照着司简画的路线走,李学林成功把一行人带到了上次来的村子。
“不对劲。”
陆瑾生虽然走在队伍最后面,但却最先发现异样,“你们有没有闻到,空气中有一股儿烧焦味?”
胡灵认真嗅了嗅,其他人也仔细去闻空中弥漫的味道。
还真是有点儿。
陆瑾生抬起头,看着前方遮挡了村子的小山丘,“不好,村子可能出事了。”
闻言,最害怕的是司简。
她二话不说,就朝山丘背后跑去。
石娃子和阳村长对她来说,就像亲人一样,她不希望他们有事。
陆瑾生和其余人也加快脚步,超前走去。
废墟……
一片废墟。
这里的一切都被烧毁了,木质房屋被烧得只剩下几片零落的残骸。
就连院中那棵菩提树,也被烧得只剩下树桩和光秃秃的枝干。
“石娃子!村长!巧姑!你们在哪儿?”司简着急大声喊,可是没有任何回应。
只有停靠在附近枝头的一只鸟雀被这声叫唤惊动,扇翅远走。
“怎么会这样……”
胡灵难以置信地看着这一切,“明明我们走的时候还好好的。”
她记得来这住的那一晚,借她针线教她落针的妇人,也记得在村口嬉戏的那几个孩子。
“短短几天,这里居然被烧得这么严重。”于教授环顾四周感叹。
他蹲下身,搓起一撮灰烬在指尖摩挲,“温度还有点残存,看来这场大火发生在前一天。”
于泽支支吾吾,“难道……有人想害他们吗?我记得那村长说过,他们的村子很隐蔽,常年都不会有外来惊扰。总不可能,是他们自己失火吧……”
“不!一定不是他们自己失火。”陆瑾生在废墟中找到一个专门装汽油的桶,“肯定是有人故意放的火。”
司简跑到堆砌的残骸里,试着搬开一块块残骸,说不定,她认识的人就在里面呢,“石娃子,村长,你们千万别有事,是司简不好,一走了之,不然你们也不至于……”
陆瑾生走到司简身后,把她拉起来,“别较劲儿了,他们兴许刚好外出,不在这里呢。再说了,这场火这么大,要是真的没躲开,也早就被烧成灰了,你扒拉半天,有用吗?”
司简哭得很伤心,“可是……除了村子,他们哪儿都不会去的,世世代代守在这里,就是他们的信仰。”
陆瑾生沉默了一会儿,“那……只能算他们倒霉,招惹了不该得罪的人。”
“倒霉?”
司简把陆瑾生的手甩开,难以置信地看着他,眼泪啪嗒落在废墟中,“三哥,你怎么能说出这种话?你知道他们为什么要世世代代守在这里哪儿也不去吗,你不知道,你凭什么说这是他们的错。”
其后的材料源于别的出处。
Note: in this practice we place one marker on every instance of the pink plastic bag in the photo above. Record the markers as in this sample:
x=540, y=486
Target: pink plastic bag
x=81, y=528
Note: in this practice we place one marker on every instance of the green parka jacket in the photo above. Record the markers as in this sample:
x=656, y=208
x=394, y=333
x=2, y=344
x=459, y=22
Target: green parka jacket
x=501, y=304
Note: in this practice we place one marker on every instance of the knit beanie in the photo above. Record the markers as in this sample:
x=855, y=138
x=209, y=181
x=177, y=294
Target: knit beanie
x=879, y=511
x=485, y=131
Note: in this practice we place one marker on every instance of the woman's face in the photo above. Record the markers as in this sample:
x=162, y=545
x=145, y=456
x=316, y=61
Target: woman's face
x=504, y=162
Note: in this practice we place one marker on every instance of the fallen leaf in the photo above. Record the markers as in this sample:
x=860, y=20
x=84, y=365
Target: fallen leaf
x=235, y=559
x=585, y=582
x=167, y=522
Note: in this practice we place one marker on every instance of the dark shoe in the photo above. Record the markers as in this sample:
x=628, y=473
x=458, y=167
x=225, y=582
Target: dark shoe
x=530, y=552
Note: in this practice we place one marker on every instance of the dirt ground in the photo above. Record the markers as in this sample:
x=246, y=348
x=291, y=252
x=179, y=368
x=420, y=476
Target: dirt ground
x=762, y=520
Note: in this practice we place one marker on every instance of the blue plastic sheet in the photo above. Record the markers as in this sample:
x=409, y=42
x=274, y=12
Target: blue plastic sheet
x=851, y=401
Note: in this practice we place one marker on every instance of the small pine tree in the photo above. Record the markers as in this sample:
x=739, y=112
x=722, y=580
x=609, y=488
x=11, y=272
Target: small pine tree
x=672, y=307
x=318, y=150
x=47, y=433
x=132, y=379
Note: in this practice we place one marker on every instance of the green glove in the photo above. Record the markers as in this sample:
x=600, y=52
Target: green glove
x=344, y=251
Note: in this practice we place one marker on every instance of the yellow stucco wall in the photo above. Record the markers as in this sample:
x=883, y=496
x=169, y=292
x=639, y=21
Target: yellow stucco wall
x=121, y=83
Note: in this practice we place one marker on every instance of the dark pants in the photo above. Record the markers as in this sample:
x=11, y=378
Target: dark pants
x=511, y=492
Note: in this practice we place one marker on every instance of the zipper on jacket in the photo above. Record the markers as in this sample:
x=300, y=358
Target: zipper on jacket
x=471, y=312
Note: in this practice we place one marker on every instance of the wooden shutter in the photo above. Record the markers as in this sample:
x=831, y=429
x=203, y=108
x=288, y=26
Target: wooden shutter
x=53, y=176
陆瑾生也不知道自己那句话惹恼了她,她居然这么大反应。
“我不知道,我也不想知道,他们跟我没关系。”他的态度很冷淡。
于泽连忙赶来,挡在两个人中间,阻止接下来的纷争,“好了好了,你俩别吵了。”
他走到陆瑾生身边,用眼神不断示意,“你知道的,她可是找到金楼的关键线索,你没事激怒她干嘛呢是吧。”
说完,于泽又看向司简,宽慰她,“妹妹,你也是,想开点。说不定他们发现起火了,及时逃了出去也不一定。在下定论前,你别被陆瑾生这家伙带偏了,老是往最坏的结果想。”
司简的情绪没有刚才激动,但是眼泪还在控制不住往外流,眼睛还是泪汪汪的。
于泽推了陆瑾生好几次,终于把陆瑾生推到司简跟前。“你跟她好好解释,两个人别怄气了。”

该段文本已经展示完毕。